How does time move in your life? Are you on Arrow Time or Cycle Time?

Time’s Arrow is a conception of time visualized as an arrow. “A metaphor apparently first used by Sir Arthur Eddington in 1927. This conception has not always been the commonsense view; the ancient Greeks, for example, thought that time consisted of a series of cycles, without beginning or end.” (Paul Davies, New Scientist, 11-1-1997, Issue 2106). In Christianity, time has a more linear sense than in Buddhism or Hinduism. Christians believe that if they lead a good life, they will die and go to heaven. “Hinduism believes in the rebirth and reincarnation of souls. In Hinduism, death is a temporary cessation of physical activity, a means of recycling the resources and energy and an opportunity for the jiva (that part which incarnates) to review its programs and policies (http://www.hinduwebsite.com ). Buddhists have a somewhat similar view to Hindus in that they believe only the body dies but the soul seeks out a new form and is born again.
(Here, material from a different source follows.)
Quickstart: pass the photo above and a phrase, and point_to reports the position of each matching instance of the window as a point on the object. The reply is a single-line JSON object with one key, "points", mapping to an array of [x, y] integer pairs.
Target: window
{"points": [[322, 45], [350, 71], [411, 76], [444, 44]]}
These views of time as either cyclical or linear (an arrow) seem to be more dependent on where we were born or the religion we embrace than on any actual evidence that time goes one direction or another; or for that matter that time even exists except in our minds. The way we approach the world in Western society appears to be very different than in Eastern societies with a more cyclical view of life. Throughout our lives, we bounce between these two views of time. We live by circadian rhythms but we measure our time in a linear fashion until retirement and old age. We laugh at the inevitable cycles of fads and fashions and trends but we watch in dismay as the new generation replaces the old and throws out the culture and traditions we so cherished. We live by clocks where time goes round and round and by calendars where time is as straight as an arrow measuring each of the 365 days in a year that in one year will be replaced by the next year.

What does “time’s arrow” really mean? For most of us, it might seem to be just an abstraction that hardly affects our daily lives unless we stop for a few minutes and reflect on it. Upon reflection, we can see that it actually does have quite a bit of impact. Our economics, politics, governments and health care are built on a conception of time as either cyclical or linear. Each and every one of us is affected by our own personal view of how time progresses. The choices we make and the lives we live are determined by the way we view time. Even our attitude is based on how we perceive time. We view Mondays as very different from Fridays and Saturday and Sunday are quite different days for many of us.

Do you see time as linear and measure it as running out and running down? Or do you see time as a never ending series of cycles that continually repeat? Will you be born again or will you simply die? What if you could change how you saw time? What difference would it make in your life? Would you lead your life any differently?